In Dela Pea v. Sandiganbayan, penned by Chief Justice Hilario G. Davide Jr., the Court laid down certain guidelines to
determine whether the right to a speedy disposition has been violated, as follows:
The concept of speedy disposition is relative or flexible. A mere mathematical reckoning of the time involved is not
sufficient. Particular regard must be taken of the facts and circumstances peculiar to each case. Hence, the doctrinal rule is
that in the determination of whether that right has been violated, the factors that may be considered and balanced are as
follows: (1) the length of the delay; (2) the reasons for the delay; (3) the assertion or failure to assert such right by the
accused; and (4) the prejudice caused by the delay.
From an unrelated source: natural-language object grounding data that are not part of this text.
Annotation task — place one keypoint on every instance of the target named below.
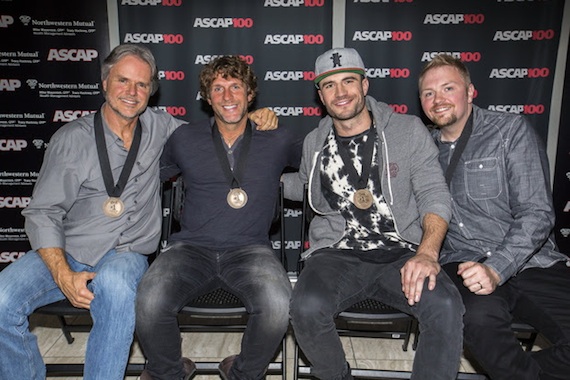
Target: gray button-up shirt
(502, 205)
(66, 209)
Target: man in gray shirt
(93, 219)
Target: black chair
(217, 311)
(368, 319)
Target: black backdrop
(50, 53)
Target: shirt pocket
(482, 178)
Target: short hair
(228, 66)
(138, 51)
(442, 60)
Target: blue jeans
(537, 296)
(27, 284)
(184, 272)
(333, 280)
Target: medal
(237, 198)
(113, 207)
(363, 199)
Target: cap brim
(355, 70)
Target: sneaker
(189, 370)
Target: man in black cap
(382, 209)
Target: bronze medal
(363, 199)
(237, 198)
(113, 207)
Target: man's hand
(478, 278)
(265, 119)
(72, 284)
(414, 274)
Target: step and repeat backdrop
(50, 52)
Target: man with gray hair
(382, 210)
(93, 219)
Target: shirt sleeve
(54, 193)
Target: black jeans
(539, 297)
(253, 273)
(333, 280)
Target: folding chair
(368, 319)
(219, 310)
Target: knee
(308, 308)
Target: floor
(213, 347)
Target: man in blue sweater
(231, 174)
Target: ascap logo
(6, 20)
(15, 145)
(153, 38)
(399, 108)
(173, 110)
(164, 3)
(222, 22)
(32, 83)
(10, 84)
(523, 35)
(205, 59)
(289, 244)
(289, 75)
(294, 39)
(465, 56)
(10, 257)
(292, 213)
(518, 73)
(14, 202)
(527, 109)
(296, 111)
(68, 115)
(74, 55)
(379, 35)
(387, 73)
(444, 18)
(171, 75)
(294, 3)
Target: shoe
(189, 370)
(225, 366)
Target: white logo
(32, 83)
(14, 202)
(11, 144)
(6, 20)
(25, 19)
(9, 84)
(74, 55)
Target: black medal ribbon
(459, 147)
(361, 181)
(234, 176)
(115, 190)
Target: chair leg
(65, 329)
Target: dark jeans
(539, 297)
(252, 273)
(333, 280)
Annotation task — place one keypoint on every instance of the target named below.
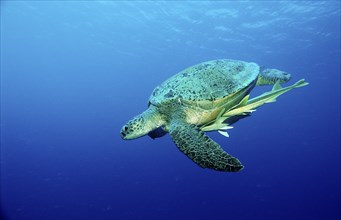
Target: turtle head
(141, 124)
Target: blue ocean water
(73, 72)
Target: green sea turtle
(209, 96)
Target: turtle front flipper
(201, 149)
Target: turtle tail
(271, 76)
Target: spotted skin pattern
(193, 97)
(201, 149)
(208, 81)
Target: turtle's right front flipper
(201, 149)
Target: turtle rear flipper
(201, 149)
(271, 76)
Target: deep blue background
(72, 73)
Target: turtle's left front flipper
(201, 149)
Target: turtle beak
(123, 132)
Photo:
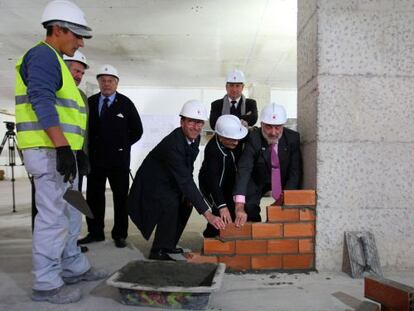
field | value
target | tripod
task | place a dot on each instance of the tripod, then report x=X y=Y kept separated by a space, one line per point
x=10 y=138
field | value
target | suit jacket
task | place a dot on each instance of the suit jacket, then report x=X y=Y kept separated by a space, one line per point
x=165 y=180
x=250 y=117
x=218 y=173
x=254 y=167
x=111 y=137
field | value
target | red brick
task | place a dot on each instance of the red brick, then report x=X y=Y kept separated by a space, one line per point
x=251 y=247
x=388 y=293
x=306 y=246
x=233 y=232
x=198 y=258
x=298 y=261
x=262 y=230
x=236 y=262
x=282 y=246
x=279 y=214
x=304 y=229
x=307 y=214
x=299 y=197
x=214 y=246
x=266 y=262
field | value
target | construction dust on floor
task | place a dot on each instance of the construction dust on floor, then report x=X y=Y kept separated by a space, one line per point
x=271 y=291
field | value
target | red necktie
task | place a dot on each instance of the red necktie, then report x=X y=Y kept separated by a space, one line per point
x=276 y=182
x=104 y=107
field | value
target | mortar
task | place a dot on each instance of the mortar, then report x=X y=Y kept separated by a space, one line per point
x=167 y=284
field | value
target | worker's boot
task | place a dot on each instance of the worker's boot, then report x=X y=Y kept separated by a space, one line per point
x=61 y=295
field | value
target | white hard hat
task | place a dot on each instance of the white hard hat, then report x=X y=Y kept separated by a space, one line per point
x=229 y=126
x=194 y=109
x=107 y=70
x=66 y=14
x=77 y=57
x=236 y=76
x=273 y=114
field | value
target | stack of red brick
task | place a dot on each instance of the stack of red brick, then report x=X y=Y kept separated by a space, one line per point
x=286 y=241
More than ten years has lapsed since the subject case has been deemed submitted for
decision. The delay cannot at all be attributed to petitioner, who has neither utilized
dilatory tactics nor undertaken any procedural device to prolong the proceedings. As a
matter of fact, he has been continuously pushing for the resolution of his case even during
the early stages of the prosecution. Moreover, it is undeniable that such delay has caused
much prejudice, distress and anxiety to herein petitioner, whose career as bank executive
and businessman has suffered the stigma of being shackled to an unresolved criminal
prosecution, virtually hanging like a Damocles sword over his head for more than a decade.
We need not stress the consequences and problems inherent in this pending litigation
and/or criminal prosecution which include the prospects of unrealized business
transactions, stagnant professional growth, hampered travel opportunities and a
besmirched reputation. Furthermore, it is worth noting that petitioner has been charged
merely as an accessory after the fact due to his being a senior executive of the bank where
the principal accused tried to deposit the stolen money. Clearly then, the dismissal sought
by herein petitioner is justified under the circumstances and in accordance with the
guidelines set forth in the above-cited case.
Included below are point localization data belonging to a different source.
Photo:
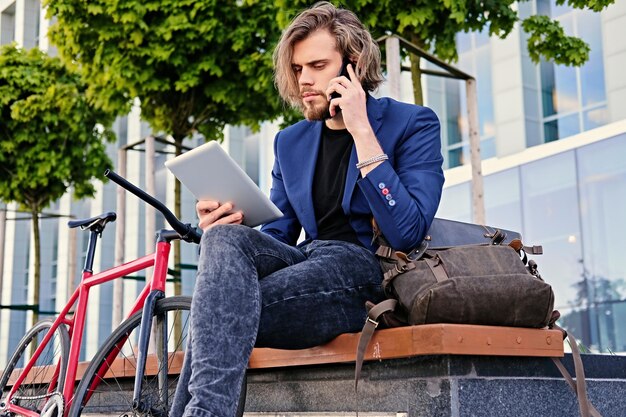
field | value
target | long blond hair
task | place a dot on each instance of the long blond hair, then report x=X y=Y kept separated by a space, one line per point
x=353 y=41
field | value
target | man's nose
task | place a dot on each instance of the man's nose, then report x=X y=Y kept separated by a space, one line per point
x=306 y=77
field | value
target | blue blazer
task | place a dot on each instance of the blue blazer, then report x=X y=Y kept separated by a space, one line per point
x=402 y=193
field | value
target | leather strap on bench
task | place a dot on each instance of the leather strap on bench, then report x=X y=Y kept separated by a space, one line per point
x=579 y=385
x=371 y=322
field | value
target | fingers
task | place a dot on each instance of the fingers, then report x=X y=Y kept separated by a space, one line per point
x=211 y=213
x=206 y=206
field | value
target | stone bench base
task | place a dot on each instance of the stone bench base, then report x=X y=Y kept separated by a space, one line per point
x=440 y=385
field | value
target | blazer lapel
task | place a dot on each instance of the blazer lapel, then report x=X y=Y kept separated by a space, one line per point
x=374 y=114
x=301 y=170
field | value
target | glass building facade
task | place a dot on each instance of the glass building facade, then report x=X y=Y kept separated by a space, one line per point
x=572 y=203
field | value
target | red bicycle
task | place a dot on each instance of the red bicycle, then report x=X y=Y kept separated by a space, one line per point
x=148 y=342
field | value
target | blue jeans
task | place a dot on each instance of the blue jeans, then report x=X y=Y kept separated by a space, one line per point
x=252 y=290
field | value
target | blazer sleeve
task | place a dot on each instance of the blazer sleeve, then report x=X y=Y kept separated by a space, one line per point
x=287 y=228
x=404 y=192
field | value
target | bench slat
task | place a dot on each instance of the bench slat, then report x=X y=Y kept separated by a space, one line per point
x=429 y=339
x=400 y=342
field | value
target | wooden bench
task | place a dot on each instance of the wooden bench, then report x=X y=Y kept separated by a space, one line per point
x=401 y=342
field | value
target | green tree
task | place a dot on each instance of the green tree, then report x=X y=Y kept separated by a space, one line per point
x=51 y=137
x=194 y=65
x=433 y=25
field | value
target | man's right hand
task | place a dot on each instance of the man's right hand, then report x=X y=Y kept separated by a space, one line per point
x=211 y=213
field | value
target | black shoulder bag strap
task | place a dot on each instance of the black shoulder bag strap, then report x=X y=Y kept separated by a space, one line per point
x=579 y=385
x=368 y=331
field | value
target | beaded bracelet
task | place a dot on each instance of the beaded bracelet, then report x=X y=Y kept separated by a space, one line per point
x=372 y=160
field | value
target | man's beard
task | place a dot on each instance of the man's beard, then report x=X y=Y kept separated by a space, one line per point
x=317 y=112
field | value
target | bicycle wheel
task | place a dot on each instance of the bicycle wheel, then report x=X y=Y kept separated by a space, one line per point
x=113 y=394
x=44 y=379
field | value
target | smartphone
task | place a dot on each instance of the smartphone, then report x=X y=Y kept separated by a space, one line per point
x=343 y=71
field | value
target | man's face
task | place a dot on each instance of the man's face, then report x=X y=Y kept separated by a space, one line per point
x=315 y=62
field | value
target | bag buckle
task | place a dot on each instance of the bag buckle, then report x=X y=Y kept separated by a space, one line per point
x=418 y=252
x=371 y=320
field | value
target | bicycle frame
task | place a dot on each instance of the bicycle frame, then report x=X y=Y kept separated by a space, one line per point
x=76 y=320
Re: Report on the Judicial Audit and Physical Inventory of cases conducted in the
Regional Trial Courts of Davao City

Facts:
Audit team discovered that in Branches 8 to 17 RTC, Davao City, several cases were left
undecided/resolved within the 90-day reglementary period, thereby prompted the
Supreme Court to release a resolution stating: 1) to note the compliance of nine (9) out of
the ten (10) Regional Trial Court Judges, and 2) to require Judge William Layague, RTC,
Branch 14, Davao City, to explain why no administrative sanction should be imposed on
him for his continued failure to comply with the November 24, 1994 resolution and to
submit his compliance thereto within five days from notice.
On the backlog of cases, Judge Layague explained that when he assumed office in Branch 14
in 1987 he inherited so many cases submitted for decision and there were more than sixty
(60) cases not reflected in the docket which was discovered only after he conducted an
inventory. Moreover, the Team also observed that Judge Layague pens his decisions as if
each one of them is a masterpiece which causes further delay.
However, with regard to Judge Layagues compliance, the Supreme Court is not fully
satisfied with the explanation of Judge Layague.
Ruling:
The situation should not be allowed to continue indefinitely.

In Diputado-Baguio vs. Torres, 211 SCRA 1, the judge was fined P20,000.00 for his failure to
decide three (3) criminal cases within 90 days, even though the court found four (4)
mitigating circumstances in his favor.
In the case at bar, while we find such factors as congestion of docket, lack of necessary
personnel and the judges illness to be fairly adequate to mitigate the latters liability, the
cases unresolved beyond the 90-day period number more than 100. A fine of Twenty-Five
Thousand (P25,000.00) Pesos would thus be reasonable.